Wasko's racist posts affronted many residents who say that his views are offensive and downright dangerous to the groups he insulted. Monday night’s meeting saw citizen after citizen give voice to their concerns about allowing the mayor to remain in office after his racist views became public.
Hateful rhetoric, they said is just not acceptable, particularly when coming from such a public official. Mauck, however, said that he believes that Donald Trump's candidacy has led public officials to believe that they can say these sorts of things.
"He is not just distasteful, he is dangerous," said Put People First, York County member Carla Christopher, according to the New York Daily News. "He is dangerous to Hispanics, he is dangerous to African-Americans. He is dangerous to women, to our Muslim friends and neighbors. He is dangerous to the economic stability and future of this borough."
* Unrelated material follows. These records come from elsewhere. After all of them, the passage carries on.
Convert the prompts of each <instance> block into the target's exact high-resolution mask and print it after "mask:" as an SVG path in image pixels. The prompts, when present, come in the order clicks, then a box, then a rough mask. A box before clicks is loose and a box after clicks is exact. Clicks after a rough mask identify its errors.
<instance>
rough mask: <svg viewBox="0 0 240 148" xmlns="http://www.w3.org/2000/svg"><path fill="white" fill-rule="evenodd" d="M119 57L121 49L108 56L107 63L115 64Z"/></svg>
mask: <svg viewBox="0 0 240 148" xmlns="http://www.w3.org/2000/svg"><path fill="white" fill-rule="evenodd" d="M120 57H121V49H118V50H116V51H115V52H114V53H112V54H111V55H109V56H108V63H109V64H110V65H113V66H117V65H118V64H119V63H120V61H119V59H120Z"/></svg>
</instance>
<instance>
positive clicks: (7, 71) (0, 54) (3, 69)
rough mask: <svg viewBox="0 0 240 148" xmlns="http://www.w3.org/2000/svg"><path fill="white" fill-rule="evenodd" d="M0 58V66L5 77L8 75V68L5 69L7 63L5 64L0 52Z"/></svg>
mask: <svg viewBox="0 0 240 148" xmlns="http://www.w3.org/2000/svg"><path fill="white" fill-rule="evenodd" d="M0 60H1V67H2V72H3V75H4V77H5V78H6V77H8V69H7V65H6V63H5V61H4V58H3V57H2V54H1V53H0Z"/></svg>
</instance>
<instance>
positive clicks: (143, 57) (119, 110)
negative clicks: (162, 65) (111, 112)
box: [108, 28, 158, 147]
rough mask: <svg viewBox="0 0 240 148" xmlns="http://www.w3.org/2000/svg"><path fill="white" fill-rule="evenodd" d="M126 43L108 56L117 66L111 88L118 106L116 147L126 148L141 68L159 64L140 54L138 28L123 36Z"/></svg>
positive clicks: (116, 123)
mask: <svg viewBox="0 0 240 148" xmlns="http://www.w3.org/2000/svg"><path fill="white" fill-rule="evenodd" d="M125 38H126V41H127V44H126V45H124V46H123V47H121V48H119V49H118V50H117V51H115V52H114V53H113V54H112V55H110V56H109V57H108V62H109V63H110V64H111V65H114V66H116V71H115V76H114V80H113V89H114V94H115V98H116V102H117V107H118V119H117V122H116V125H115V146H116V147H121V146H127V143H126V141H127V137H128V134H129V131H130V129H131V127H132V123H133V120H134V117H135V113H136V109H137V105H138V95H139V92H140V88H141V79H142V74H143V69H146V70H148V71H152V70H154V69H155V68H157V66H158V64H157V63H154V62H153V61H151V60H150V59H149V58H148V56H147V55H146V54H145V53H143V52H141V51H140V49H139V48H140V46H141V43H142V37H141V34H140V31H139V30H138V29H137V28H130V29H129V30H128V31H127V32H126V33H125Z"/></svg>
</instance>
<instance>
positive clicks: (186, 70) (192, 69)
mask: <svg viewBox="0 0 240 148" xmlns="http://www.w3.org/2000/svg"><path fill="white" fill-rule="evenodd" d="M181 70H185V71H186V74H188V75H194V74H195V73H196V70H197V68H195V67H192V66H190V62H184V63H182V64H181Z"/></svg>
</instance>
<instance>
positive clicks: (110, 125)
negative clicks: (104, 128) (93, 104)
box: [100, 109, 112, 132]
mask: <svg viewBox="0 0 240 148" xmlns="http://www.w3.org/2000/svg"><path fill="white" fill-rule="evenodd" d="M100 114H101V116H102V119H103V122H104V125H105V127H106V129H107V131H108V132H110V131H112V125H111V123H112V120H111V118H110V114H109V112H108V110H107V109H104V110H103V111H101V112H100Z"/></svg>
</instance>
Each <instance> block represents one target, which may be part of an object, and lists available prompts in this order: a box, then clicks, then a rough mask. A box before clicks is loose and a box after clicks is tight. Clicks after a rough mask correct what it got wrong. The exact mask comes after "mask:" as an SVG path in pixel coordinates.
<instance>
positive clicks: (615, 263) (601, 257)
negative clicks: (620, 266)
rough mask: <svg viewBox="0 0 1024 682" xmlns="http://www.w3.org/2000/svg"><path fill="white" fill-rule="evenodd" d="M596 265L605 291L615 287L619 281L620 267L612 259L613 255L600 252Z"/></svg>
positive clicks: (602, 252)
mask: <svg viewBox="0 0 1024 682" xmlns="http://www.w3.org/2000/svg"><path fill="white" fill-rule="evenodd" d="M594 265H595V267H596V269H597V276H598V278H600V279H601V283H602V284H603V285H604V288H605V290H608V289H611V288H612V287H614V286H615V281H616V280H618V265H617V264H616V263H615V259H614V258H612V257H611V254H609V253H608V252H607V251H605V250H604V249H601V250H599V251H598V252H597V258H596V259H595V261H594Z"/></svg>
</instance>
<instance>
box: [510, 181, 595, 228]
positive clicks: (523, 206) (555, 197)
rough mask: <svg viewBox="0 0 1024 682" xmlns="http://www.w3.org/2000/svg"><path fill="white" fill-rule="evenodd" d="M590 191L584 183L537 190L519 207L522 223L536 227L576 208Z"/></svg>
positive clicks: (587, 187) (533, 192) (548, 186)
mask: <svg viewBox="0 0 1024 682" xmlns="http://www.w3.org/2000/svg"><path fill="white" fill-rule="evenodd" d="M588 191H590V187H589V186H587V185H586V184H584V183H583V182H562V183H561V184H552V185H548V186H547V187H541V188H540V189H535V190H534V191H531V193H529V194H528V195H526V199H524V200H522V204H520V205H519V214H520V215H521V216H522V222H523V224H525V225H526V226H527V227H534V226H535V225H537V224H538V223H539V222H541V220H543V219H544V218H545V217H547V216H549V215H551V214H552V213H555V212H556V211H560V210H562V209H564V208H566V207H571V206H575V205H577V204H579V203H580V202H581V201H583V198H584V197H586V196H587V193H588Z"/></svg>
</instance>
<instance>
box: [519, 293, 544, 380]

Wasko was elected as mayor in 2013, running unopposed as a Republican. Final election tallies showed 202 votes for Wasko and 78 write in votes for other candidates.
The mayor, however, remains staunch in his views, and says that he is unconcerned about the outrage that his posts provoked. He charges that other town residents are mostly concerned about covering up wrong-doing of their own and are using concern about his tweets as a smokescreen, hoping to get rid of him before he exposes them.
"The racist stuff, yeah I’ll admit I did that, and I don't care what people label me as," Wasko told ABC27, "but I will bring everything out and there will be more resignations than mine, believe me."